No abrió los ojos. Buscó a tientas el despertador en la mesilla y lo apagó a manotazos. Siguió palpando y encontró, como todas las mañanas, el interruptor de la lamparita de noche y lo pulsó. Notó, a través de los párpados cerrados, que la tenue luz anaranjada llenaba la habitación y se sintió reconfortada y segura. Abrió los ojos. A sus pies, su gata, vieja y rechoncha, pero con un pelaje gris azulado todavía suave y brillante, dormía hecha un ovillo. La tranquilizaba verla dormir con aquella placidez, dejando escapar de vez en cuando un ligero ronquido. «Si hubiera algo, ella lo notaría», se decía a sí misma.

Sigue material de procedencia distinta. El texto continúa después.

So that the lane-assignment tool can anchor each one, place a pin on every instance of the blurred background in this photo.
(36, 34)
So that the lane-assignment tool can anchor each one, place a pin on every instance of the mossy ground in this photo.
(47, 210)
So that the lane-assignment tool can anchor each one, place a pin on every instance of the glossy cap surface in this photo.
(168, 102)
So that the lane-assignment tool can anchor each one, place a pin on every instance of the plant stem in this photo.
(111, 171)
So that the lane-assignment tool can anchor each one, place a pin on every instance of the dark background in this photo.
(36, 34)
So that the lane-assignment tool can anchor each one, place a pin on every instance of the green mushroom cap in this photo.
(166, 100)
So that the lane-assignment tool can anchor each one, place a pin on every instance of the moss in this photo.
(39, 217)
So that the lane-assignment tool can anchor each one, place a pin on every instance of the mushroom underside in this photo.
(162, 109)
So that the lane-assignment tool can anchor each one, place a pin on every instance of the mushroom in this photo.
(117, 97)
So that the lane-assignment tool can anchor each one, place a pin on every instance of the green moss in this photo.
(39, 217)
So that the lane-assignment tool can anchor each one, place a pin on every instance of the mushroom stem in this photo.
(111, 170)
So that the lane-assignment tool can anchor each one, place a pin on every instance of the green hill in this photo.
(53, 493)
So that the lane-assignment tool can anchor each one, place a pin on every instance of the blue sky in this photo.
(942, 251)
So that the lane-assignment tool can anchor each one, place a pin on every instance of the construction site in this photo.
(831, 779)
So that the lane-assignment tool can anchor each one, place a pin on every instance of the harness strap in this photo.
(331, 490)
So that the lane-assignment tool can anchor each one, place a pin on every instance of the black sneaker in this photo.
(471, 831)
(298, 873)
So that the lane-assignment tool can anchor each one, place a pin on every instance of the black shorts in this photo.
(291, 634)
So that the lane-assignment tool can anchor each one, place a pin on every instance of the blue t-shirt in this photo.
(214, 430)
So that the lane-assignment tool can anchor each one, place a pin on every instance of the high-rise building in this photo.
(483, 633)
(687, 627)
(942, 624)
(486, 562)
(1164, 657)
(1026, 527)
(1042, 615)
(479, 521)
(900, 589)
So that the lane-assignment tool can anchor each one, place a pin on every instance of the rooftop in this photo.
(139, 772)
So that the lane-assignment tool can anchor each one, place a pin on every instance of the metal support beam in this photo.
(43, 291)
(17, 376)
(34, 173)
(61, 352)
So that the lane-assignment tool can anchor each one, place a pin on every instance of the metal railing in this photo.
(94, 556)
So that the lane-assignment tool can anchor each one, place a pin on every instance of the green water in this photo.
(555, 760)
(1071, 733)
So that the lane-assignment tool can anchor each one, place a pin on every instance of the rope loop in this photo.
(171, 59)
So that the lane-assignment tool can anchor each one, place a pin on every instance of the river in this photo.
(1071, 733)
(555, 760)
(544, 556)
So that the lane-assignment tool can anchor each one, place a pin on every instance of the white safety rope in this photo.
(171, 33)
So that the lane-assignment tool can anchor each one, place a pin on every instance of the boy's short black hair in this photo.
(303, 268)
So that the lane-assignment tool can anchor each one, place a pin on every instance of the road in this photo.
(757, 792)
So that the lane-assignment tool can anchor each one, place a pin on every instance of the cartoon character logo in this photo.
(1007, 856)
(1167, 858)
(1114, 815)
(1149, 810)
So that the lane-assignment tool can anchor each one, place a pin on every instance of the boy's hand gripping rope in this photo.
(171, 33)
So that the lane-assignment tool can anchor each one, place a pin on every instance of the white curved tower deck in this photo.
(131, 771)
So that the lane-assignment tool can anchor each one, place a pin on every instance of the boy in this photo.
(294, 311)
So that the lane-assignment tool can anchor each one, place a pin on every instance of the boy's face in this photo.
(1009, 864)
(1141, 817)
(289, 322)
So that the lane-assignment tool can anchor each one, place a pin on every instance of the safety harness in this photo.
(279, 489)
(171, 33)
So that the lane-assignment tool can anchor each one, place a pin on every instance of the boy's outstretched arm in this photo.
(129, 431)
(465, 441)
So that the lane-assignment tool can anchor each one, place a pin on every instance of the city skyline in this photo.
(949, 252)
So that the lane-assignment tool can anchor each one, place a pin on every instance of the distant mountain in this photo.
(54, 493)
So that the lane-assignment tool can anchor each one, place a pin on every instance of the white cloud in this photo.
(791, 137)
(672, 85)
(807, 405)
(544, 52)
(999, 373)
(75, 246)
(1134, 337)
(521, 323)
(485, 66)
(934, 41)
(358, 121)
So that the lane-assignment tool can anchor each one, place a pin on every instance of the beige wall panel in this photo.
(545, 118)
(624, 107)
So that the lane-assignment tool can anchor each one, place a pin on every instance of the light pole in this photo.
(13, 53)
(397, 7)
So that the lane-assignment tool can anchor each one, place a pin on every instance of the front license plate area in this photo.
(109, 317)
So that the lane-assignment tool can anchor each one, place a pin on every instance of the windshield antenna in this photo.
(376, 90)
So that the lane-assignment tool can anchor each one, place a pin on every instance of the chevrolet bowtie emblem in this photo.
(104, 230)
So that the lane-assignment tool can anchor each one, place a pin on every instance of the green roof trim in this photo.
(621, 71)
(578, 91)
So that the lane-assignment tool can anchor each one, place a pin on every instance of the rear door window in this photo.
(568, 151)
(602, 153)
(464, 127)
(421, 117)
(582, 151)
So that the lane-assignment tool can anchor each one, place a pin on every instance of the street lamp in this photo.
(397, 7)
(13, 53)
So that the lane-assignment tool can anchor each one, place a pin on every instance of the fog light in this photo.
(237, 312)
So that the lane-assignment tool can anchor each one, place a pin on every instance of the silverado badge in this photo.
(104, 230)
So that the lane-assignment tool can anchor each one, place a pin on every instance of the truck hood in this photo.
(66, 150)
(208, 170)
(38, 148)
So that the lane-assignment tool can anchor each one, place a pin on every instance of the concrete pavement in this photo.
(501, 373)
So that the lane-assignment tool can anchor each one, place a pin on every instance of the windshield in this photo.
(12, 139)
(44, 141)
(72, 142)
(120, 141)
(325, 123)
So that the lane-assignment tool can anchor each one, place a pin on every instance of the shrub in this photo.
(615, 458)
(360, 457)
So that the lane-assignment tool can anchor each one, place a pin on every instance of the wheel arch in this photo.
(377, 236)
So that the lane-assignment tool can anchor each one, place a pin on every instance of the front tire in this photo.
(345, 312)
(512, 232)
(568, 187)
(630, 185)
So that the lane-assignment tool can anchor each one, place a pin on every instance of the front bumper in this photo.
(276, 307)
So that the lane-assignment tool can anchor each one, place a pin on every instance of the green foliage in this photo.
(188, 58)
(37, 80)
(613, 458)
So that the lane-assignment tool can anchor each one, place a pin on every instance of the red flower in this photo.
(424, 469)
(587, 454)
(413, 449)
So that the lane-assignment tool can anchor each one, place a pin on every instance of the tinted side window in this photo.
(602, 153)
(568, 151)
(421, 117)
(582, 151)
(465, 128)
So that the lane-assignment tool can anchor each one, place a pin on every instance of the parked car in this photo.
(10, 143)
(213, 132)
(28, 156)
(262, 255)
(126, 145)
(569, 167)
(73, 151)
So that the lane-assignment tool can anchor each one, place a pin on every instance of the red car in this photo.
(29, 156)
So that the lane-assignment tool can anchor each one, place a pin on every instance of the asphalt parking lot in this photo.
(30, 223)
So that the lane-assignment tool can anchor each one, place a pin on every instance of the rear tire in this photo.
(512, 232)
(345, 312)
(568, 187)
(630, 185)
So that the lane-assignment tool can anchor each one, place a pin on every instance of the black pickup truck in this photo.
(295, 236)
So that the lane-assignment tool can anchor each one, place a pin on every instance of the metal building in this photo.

Recordaba con precisión exacta el momento en que había empezado aquella locura, de la manera más inocente, como suelen empezar estas cosas. Dos cafés, dos amigas, un montón de cigarrillos, una conversación en una hora libre en la cafetería de la facultad. «Es mi peor miedo», había dicho Laura, «encender la luz y encontrarme a alguien justo delante de mí». Lucía se había reído. «¡Qué ridiculez de miedo!», había pensado, pero lo único que había dicho era que el suyo era el dolor, y la conversación derivó hacia la muerte, los hospitales, la pérdida de seres queridos. No volvió a dedicarle a aquello ni un solo pensamiento en todo el día y, sin embargo, cuando la puerta del ascensor se abrió a su rellano, a oscuras, se descubrió, sorprendida, esperando, deseando que no hubiera nadie tras ella. Se rió de su propia estupidez, pero se apresuró a entrar en casa antes de que se apagase la luz automática del descansillo.

Encendió el interruptor del pasillo y retrocedió un paso para apagar el del dormitorio antes de dirigirse a la cocina a prepararse el desayuno. Todavía faltaba una hora para que empezase a entrar luz por las ventanas. Cargó la cafetera y metió dos rebanadas de pan de molde en el tostador.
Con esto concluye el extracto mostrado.